From then it was just like, “I want to be an Olympain.” I wasn’t sure what I’d do, but I was just drawn to it. I had an aptitude for sport as a kid. I was a good swimmer, I was a good runner, played cricket, played soccer, played football and was good-ish, but never an Olympic level. Then I found climbing, and was quite good relative to Australia. On my first day we went in and the previous day had been the State Titles. Having never climbed I would’ve come second at that comp. It just felt fun. I was always climbing laps around the house, we had a mango tree in the backyard that I was climbing in.
Then with it not being an Olympic sport, you’re like, “Oh well that’s kind of cool. It is what it is. Maybe it’s cool that climbing doesn’t have to be a part of that scene, in a way.” But then, you know, when it gets announced you’re like, “Ah shit. I’m potentially good enough to try and do it, but it’s going to take an effort.” So it was this interesting conflict between wanting to be an Olympian and follow through with that dream and also the sacrifices to get there in my own relative terms.
You mentioned early on that you were initially against the combined format. Has that changed?
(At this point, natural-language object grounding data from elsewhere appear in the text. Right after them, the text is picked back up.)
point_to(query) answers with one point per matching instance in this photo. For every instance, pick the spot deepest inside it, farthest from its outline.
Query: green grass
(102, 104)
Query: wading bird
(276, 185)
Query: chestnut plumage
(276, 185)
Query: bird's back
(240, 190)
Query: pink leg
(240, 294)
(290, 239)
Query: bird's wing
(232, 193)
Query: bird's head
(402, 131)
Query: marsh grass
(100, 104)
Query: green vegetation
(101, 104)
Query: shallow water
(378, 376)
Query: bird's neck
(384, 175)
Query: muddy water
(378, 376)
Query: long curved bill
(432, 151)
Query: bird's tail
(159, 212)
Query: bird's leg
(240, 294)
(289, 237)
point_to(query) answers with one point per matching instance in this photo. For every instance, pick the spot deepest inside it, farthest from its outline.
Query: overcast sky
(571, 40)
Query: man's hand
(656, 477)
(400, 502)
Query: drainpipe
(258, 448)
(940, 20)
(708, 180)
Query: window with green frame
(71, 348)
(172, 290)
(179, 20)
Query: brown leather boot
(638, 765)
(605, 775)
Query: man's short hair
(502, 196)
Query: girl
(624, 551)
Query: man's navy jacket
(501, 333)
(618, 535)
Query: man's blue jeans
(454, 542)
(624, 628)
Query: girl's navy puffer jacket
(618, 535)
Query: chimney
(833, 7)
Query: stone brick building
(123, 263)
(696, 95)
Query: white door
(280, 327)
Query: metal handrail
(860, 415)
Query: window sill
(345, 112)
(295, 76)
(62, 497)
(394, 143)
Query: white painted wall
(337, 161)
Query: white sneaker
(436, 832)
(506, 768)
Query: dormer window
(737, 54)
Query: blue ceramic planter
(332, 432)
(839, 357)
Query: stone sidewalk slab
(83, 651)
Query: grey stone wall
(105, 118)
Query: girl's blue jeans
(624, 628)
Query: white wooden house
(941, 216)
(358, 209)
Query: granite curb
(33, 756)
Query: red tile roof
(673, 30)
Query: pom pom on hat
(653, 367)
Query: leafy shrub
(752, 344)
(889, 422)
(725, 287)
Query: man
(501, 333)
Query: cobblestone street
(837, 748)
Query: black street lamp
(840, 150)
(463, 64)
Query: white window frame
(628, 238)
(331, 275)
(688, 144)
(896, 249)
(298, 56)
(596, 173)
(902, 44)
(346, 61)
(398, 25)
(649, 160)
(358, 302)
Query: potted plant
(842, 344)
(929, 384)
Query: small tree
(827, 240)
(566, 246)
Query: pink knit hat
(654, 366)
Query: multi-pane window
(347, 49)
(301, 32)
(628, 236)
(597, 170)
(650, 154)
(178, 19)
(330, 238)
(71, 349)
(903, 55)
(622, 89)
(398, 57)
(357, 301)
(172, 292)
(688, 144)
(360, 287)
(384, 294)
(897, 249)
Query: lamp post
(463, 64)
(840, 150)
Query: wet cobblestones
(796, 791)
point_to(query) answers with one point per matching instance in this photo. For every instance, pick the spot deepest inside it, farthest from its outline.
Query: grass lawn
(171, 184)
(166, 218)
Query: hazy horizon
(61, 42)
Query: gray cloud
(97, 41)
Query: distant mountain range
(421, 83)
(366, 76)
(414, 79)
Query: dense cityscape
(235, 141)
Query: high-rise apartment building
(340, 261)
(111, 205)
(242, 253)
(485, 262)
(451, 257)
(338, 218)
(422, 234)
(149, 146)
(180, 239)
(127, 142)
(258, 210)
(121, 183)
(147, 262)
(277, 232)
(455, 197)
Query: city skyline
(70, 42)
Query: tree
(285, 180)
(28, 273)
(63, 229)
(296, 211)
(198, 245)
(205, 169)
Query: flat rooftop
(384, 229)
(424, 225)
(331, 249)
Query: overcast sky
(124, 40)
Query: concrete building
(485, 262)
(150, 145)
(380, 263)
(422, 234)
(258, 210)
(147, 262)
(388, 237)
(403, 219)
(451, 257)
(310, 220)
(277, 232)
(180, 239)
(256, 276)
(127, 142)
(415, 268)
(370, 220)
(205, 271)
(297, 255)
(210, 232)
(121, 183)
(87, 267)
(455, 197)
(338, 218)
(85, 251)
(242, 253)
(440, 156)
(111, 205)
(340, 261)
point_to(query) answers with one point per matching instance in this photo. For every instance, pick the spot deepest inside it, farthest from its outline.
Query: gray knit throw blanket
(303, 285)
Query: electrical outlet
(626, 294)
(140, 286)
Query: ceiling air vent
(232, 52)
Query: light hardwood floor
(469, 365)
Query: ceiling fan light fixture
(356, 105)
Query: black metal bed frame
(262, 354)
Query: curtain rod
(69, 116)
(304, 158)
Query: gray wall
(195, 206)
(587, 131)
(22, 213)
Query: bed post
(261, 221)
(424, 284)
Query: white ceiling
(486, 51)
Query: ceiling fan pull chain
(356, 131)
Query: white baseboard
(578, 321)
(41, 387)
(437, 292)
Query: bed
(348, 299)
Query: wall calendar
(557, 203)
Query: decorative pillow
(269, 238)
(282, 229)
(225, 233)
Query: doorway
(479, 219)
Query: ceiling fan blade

I’m 100% in favor of it now. I think it’s a stroke of genius actually. I just didn’t I didn’t want to do Speed, and had the opinion of everyone else that, “Aww, speed doesn’t really count.”
But I think it’s an awesome leveler. For me, the answer to that question, “Who is the best rock climber in the world?” is the climber who can do the best across the most disciplines, not the one who is the most niche. This format gives you the ability to answer that question. It brings more people back into the mix. I think that’s just fucking awesome.
If it’s just Lead, for example, your podium is Adam [Ondra], Alex [Megos] and Jakob [Schubert], or something in that kind of field. But you bring in Speed and Bouldering all mashed together and suddenly Rishat Khaibullin, who no one’s ever heard of, is on a podium at an international event. It’s crazy. Jan Hojer is back in the mix for a really good placement, too.
The way that one mistake can compound through the whole thing is interesting. At European Champs, watching the Men’s event, how it ended up with Sascha Lehmann losing his spot. It was wild how one person who’s not in contention of winning or even making podium does well on the Lead route and it just fucks up the rankings. It’s super exciting to watch.
Indoor climbing and competition climbing is also unashamedly it’s own discipline now. Back in the day with Yuji Hirayama and Arnaud Petit and those guys, it was the top outdoor climbers that were also the World Cup winners. Whereas now it’s just like it’s an entirely different thing and it’s unashamedly an entirely different thing. The people that are whining about it not being “real climbing” are just the fuddy duddy beard strokers that no one gives a shit about anymore anyway.